Drei Möglickeiten: Beim HSMtec-Verfahren werden massive Kupferelemente selektiv an Stellen mit hohen Strömen in den Innenlagen und unter den Außenlagen des FR4-Multilayers verlegt. Iceberg und Dickkupfer sind weitere Techniken.
Drei Möglickeiten: Beim HSMtec-Verfahren werden massive Kupferelemente selektiv an Stellen mit hohen Strömen in den Innenlagen und unter den Außenlagen des FR4-Multilayers verlegt. Iceberg und Dickkupfer sind weitere Techniken.
(Bild: KSG Leiterplatten)

Um Lastkreis und Feinleiter für Logiksignale auf einer FR4-Leiterplatte zu kombinieren, gibt es geeignete Technologien. Sie sparen Platz und vermeiden die konventionelle Verbindungstechnik bei getrennten Boards, was die Zuverlässigkeit der Motorsteuerung erhöht. Der Leiterplatten-Entwickler kann entsprechend seiner Aufgabe die Stromtragfähigkeit und Entwärmung der Leistungshalbleiter optimieren.

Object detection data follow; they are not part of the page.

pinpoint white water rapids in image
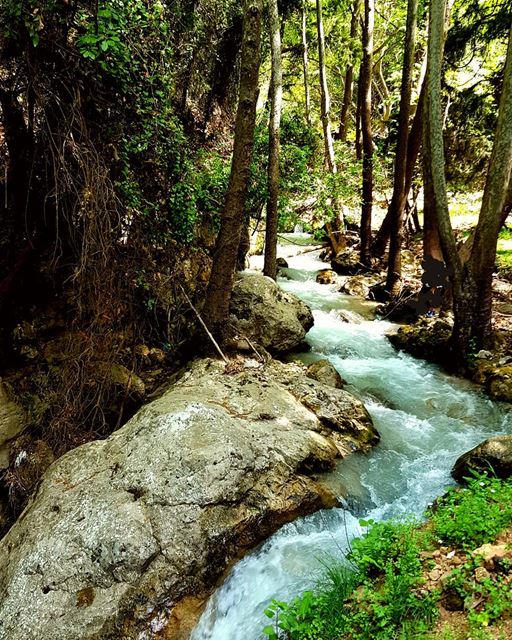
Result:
[192,245,512,640]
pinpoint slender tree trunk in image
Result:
[386,0,418,296]
[425,0,512,365]
[460,29,512,354]
[203,0,263,338]
[423,149,444,262]
[302,0,311,127]
[423,0,460,264]
[338,0,360,142]
[316,0,337,173]
[373,84,425,258]
[373,50,392,136]
[263,0,283,280]
[360,0,374,266]
[355,62,363,160]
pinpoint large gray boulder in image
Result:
[0,360,378,640]
[452,436,512,482]
[230,274,314,353]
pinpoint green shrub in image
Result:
[430,475,512,549]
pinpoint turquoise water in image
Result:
[192,249,512,640]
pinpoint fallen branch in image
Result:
[178,283,229,364]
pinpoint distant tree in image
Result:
[263,0,283,280]
[338,0,361,142]
[359,0,375,265]
[301,0,311,126]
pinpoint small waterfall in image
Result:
[192,248,512,640]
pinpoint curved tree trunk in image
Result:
[373,83,425,258]
[338,0,360,142]
[203,0,263,339]
[425,0,512,365]
[263,0,283,280]
[316,0,337,173]
[386,0,418,296]
[360,0,374,266]
[302,0,311,127]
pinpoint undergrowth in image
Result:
[263,474,512,640]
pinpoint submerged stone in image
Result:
[0,360,378,640]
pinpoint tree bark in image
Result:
[263,0,283,280]
[302,0,311,127]
[454,29,512,355]
[373,84,425,258]
[425,0,512,366]
[360,0,374,266]
[355,62,363,160]
[316,0,337,173]
[338,0,360,142]
[386,0,418,296]
[203,0,263,340]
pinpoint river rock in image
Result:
[472,362,512,403]
[388,318,453,364]
[340,274,381,298]
[452,436,512,482]
[316,269,338,284]
[308,360,346,389]
[331,249,366,276]
[0,360,378,640]
[230,274,314,353]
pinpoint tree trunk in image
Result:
[355,62,363,160]
[386,0,418,296]
[373,50,392,137]
[263,0,283,280]
[203,0,263,339]
[316,0,337,173]
[360,0,374,266]
[302,0,311,127]
[338,0,359,142]
[423,150,444,262]
[373,84,425,258]
[425,0,512,365]
[454,29,512,353]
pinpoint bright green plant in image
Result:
[431,475,512,548]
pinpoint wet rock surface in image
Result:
[230,274,313,353]
[388,318,453,364]
[452,436,512,482]
[0,359,378,640]
[308,360,346,389]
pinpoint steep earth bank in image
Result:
[0,358,379,640]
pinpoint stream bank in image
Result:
[192,241,512,640]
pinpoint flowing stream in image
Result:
[192,246,512,640]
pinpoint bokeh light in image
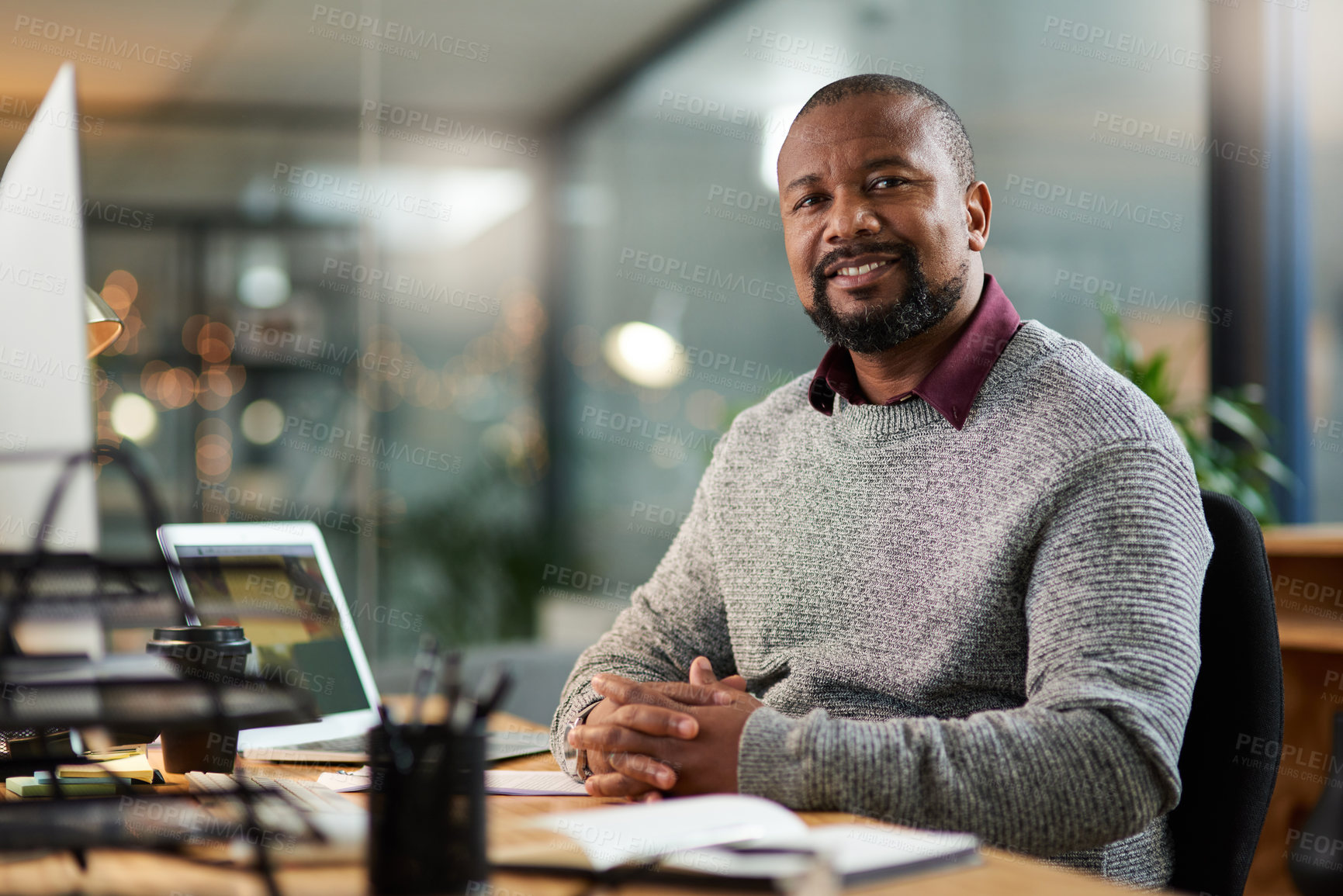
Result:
[112,393,158,445]
[237,398,285,445]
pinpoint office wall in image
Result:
[1300,0,1343,521]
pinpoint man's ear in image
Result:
[966,180,994,253]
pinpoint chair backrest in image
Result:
[1168,490,1282,896]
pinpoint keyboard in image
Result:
[187,771,364,814]
[185,771,368,865]
[242,735,368,766]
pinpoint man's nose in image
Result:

Aus Sicht der Leiterplatte lassen sich die Vorgaben der Antriebselektronik in fünf Punkten zusammenfassen: 1) hohe Integrationsdichte, 2) Zuverlässigkeit der elektronischen Baugruppe, 3) schnelle Wärmeableitung, 4) hohe Ströme kombiniert mit Steuerelektronik und 5) reduzierte Systemkosten, z.B. durch den Umstieg auf SMD-Bauteile, weniger Komponenten bzw. Montageprozesse.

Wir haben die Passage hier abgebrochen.